The queen of chess who checkmated the male chauvinists

Intellectually ambitious girls should be inspired by Judit Polgár’s example
Daniel Johnson

The royal game has lost its queen: Judit Polgár is retiring from competitive chess at the grand old age of 38, the youngest of three sisters who finally broke the male monopoly of the chessboard. In a parting shot, she has denounced the rampant sexism of the chess world.

Chess without the Polgárs will be like tennis without the Williams sisters. But when Judit became a grandmaster at the age of 15, she was the youngest player of either sex to have done so — breaking Bobby Fischer’s record by a month. She went on to win games against several male world champions, including the present incumbent, Magnus Carlsen. In 2002 she defeated Garry Kasparov, who had once declared that women should stick to having children. Revenge was sweet.

Judit is now a mother of two, but having survived as a child prodigy in an adult domain, she is at ease in a room full of male grandmasters — and has more to say for herself than most of them. Though she does not, like her tennis counterparts, flash her knickers, there is something sexy about the intellectual prowess of a Polgár. Like her biblical namesake, who beheaded Nebuchadnezzar’s general Holofernes, this Judit is fearless, ruthless and irresistible.

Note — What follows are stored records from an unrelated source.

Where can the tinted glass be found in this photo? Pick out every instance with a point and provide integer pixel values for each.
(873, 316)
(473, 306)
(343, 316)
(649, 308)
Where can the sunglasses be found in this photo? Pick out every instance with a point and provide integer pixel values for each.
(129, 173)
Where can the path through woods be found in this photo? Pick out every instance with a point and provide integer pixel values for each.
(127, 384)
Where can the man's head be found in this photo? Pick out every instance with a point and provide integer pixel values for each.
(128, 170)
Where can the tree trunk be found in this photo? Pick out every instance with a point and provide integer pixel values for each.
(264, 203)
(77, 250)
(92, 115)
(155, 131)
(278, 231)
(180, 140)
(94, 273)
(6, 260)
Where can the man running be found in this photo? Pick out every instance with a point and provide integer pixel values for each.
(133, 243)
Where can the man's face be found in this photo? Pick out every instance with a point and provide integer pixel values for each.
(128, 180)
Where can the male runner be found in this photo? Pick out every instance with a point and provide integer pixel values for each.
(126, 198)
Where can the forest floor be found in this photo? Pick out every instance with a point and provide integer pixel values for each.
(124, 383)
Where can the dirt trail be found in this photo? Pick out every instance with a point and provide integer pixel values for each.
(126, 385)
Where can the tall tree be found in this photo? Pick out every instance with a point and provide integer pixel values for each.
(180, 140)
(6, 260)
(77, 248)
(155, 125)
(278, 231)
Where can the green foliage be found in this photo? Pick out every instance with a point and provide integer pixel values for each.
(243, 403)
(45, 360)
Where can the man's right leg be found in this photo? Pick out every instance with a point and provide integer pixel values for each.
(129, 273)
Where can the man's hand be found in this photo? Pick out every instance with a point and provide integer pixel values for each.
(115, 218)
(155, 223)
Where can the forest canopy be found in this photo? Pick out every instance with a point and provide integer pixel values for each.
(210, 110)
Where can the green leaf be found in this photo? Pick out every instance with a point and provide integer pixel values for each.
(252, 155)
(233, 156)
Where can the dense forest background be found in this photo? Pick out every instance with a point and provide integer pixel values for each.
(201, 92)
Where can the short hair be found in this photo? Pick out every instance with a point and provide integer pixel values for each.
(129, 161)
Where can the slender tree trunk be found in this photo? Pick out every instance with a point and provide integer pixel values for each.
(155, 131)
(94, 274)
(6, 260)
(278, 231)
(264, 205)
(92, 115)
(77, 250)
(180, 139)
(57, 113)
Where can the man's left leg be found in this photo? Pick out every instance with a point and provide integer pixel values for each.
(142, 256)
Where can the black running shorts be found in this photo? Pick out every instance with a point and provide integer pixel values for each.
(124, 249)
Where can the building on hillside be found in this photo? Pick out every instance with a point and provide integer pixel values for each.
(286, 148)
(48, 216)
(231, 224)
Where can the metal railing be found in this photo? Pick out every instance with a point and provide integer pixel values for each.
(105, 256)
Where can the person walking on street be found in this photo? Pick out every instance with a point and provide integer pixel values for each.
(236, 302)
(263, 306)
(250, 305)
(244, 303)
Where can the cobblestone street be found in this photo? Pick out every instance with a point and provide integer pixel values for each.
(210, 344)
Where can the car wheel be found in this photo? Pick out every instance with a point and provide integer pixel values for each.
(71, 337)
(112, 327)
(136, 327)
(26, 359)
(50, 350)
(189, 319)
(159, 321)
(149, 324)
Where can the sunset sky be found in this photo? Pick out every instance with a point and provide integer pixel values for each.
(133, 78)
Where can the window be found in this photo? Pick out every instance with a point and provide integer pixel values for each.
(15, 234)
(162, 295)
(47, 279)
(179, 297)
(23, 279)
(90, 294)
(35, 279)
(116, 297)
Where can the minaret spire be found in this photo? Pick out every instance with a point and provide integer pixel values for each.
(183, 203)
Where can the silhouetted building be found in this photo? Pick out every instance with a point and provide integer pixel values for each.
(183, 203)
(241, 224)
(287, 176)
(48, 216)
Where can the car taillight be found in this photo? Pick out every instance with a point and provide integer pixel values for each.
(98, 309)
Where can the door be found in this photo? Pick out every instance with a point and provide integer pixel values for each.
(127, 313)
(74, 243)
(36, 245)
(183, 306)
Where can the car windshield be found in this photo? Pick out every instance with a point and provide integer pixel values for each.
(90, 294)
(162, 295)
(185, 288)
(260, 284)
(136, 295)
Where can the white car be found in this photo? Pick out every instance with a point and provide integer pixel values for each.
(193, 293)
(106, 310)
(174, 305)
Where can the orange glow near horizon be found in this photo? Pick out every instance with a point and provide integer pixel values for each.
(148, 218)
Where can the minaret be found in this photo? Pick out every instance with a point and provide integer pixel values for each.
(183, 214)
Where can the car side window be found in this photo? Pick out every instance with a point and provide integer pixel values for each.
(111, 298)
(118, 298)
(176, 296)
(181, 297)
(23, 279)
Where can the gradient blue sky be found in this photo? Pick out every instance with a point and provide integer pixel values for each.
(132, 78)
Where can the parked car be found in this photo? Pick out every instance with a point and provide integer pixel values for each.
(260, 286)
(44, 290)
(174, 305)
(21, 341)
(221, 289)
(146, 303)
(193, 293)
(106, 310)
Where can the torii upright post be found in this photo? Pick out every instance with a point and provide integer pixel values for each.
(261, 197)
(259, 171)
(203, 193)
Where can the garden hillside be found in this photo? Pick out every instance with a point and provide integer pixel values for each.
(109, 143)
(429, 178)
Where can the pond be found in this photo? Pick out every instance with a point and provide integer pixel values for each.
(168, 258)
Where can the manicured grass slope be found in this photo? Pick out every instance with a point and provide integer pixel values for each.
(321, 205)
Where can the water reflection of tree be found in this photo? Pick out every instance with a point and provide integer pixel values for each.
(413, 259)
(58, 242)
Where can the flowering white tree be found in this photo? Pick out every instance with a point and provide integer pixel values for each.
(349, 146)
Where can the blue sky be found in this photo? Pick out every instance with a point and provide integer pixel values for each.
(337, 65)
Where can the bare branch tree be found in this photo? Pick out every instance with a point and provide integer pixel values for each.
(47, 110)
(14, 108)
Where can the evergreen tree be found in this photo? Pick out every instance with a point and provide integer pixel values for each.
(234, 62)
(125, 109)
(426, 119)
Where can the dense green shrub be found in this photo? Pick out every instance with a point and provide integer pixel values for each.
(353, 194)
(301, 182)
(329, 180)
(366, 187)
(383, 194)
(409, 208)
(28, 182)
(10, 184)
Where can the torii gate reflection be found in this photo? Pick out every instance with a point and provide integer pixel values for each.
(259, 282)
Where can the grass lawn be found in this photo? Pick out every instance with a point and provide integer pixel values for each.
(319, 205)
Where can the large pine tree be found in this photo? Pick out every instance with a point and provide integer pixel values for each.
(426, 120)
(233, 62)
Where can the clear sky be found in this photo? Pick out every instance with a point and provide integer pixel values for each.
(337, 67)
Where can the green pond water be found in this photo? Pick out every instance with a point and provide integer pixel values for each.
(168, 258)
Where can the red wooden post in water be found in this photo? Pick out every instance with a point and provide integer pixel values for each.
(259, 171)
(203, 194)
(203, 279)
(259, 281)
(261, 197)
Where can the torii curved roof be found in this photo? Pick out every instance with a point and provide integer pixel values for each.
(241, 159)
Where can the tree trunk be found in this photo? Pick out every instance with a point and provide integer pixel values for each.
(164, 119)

Sexism alone does not explain why she, alone among women, has been able to checkmate the best men. Chess is too dry for many female tastes. It is a war game, and women (rightly) hate war. Even though chess is the most artistic sublimation of war, women dislike the obsessive, narcissistic influence it can exert on a certain type of man. As a teenager, Judit got to know Bobby Fischer, by this time a fugitive from justice and a voluble antisemite, who sought refuge with the Polgárs in Budapest. Her verdict was damning: “A sick psycho.”

Like music, with which it has a mysterious affinity, chess is a realm in which women have struggled for recognition. But a great sacrificial game, such as Judit Polgár’s victory aged 11 against the Russian grandmaster Lev Gutman, offers raptures not unlike — to take another Hungarian example — one of Liszt’s Transcendental Études.

Intellectually ambitious girls should be inspired by Judit Polgár’s example. She exploded the myth that women could not compete with men at the most cerebral level. And she did so while sacrificing neither her femininity nor her sanity.